The file system tree has much in common with the biological classification tree. You can follow a path from the root to any directory. That path will uniquely identify that subdirectory (and all the files in it). Another important property of trees, derived from their hierarchical nature, is that you can move entire sections of a tree (called a subtree) to a different position in the tree without affecting the lower levels of the hierarchy. For example, we could take the entire subtree staring with /etc/, detach etc/ from the root and reattach it under usr/. This would change the unique pathname to httpd from /etc/httpd to /usr/etc/httpd, but would not affect the contents or any children of the httpd directory.

A final example of a tree is a web page. The following is an example of a simple web page written using HTML. Figure 3 shows the tree that corresponds to each of the HTML tags used to create the page.

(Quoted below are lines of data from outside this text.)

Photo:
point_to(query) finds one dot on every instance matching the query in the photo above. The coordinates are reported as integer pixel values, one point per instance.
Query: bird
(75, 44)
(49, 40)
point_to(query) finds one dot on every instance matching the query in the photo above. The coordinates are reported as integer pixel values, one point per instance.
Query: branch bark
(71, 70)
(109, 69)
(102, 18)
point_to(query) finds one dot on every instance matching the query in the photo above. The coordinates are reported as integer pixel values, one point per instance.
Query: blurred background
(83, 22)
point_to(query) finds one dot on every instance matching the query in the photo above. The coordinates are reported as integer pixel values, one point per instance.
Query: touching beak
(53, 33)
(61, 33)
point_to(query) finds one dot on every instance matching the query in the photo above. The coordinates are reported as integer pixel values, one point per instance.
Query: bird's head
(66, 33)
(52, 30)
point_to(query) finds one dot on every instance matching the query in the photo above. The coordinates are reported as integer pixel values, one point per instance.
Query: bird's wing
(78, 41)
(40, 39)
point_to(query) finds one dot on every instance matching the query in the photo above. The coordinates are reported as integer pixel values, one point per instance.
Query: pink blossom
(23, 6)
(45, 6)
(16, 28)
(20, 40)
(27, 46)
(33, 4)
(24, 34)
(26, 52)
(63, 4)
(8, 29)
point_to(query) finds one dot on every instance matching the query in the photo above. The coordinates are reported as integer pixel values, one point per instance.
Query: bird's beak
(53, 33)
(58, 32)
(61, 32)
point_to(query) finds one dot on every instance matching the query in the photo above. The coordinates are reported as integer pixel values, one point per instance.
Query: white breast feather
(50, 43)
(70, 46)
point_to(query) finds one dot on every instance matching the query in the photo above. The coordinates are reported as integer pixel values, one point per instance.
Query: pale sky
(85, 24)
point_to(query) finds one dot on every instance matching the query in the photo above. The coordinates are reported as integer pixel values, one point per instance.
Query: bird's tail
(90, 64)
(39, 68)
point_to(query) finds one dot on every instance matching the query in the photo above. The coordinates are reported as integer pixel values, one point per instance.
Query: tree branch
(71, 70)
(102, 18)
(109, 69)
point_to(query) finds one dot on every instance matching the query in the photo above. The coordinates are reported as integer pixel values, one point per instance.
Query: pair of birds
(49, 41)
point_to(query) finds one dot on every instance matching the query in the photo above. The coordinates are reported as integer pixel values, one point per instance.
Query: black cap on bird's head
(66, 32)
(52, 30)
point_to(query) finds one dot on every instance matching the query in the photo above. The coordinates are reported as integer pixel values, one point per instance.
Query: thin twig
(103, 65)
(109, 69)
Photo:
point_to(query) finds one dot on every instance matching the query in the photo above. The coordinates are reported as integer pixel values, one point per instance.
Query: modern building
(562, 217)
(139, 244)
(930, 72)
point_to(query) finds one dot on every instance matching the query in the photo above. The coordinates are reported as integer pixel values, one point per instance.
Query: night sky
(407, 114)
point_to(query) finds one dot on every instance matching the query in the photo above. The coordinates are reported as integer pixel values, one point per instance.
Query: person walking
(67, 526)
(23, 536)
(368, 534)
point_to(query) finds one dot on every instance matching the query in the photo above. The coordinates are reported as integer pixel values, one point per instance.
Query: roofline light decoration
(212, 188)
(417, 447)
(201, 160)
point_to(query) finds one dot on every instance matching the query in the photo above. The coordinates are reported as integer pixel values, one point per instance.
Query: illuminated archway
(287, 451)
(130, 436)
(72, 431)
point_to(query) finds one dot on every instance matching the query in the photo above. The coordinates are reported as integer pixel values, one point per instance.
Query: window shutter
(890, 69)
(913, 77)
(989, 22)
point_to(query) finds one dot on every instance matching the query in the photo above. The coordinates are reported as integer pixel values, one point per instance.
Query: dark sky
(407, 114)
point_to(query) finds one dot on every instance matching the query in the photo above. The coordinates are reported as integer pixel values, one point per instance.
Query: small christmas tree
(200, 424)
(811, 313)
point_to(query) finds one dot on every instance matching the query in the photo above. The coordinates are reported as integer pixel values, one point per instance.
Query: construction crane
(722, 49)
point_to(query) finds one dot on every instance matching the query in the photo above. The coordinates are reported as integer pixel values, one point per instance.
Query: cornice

<html xmlns="http://www.w3.org/1999/xhtml"
      xml:lang="en" lang="en">
<head>
    <meta http-equiv="Content-Type"
          content="text/html; charset=utf-8" />
    <title>simple</title>
</head>
<body>
<h1>A simple web page</h1>
<ul>
    <li>List item one</li>
    <li>List item two</li>
</ul>
<h2><a href="http://www.cs.luther.edu">Luther CS </a><h2>
</body>
</html>
image

Figure 3: A Tree Corresponding to the Markup Elements of a Web Page

The HTML source code and the tree accompanying the source illustrate another hierarchy. Notice that each level of the tree corresponds to a level of nesting inside the HTML tags. The first tag in the source is <html> and the last is </html> All the rest of the tags in the page are inside the pair. If you check, you will see that this nesting property is true at all levels of the tree.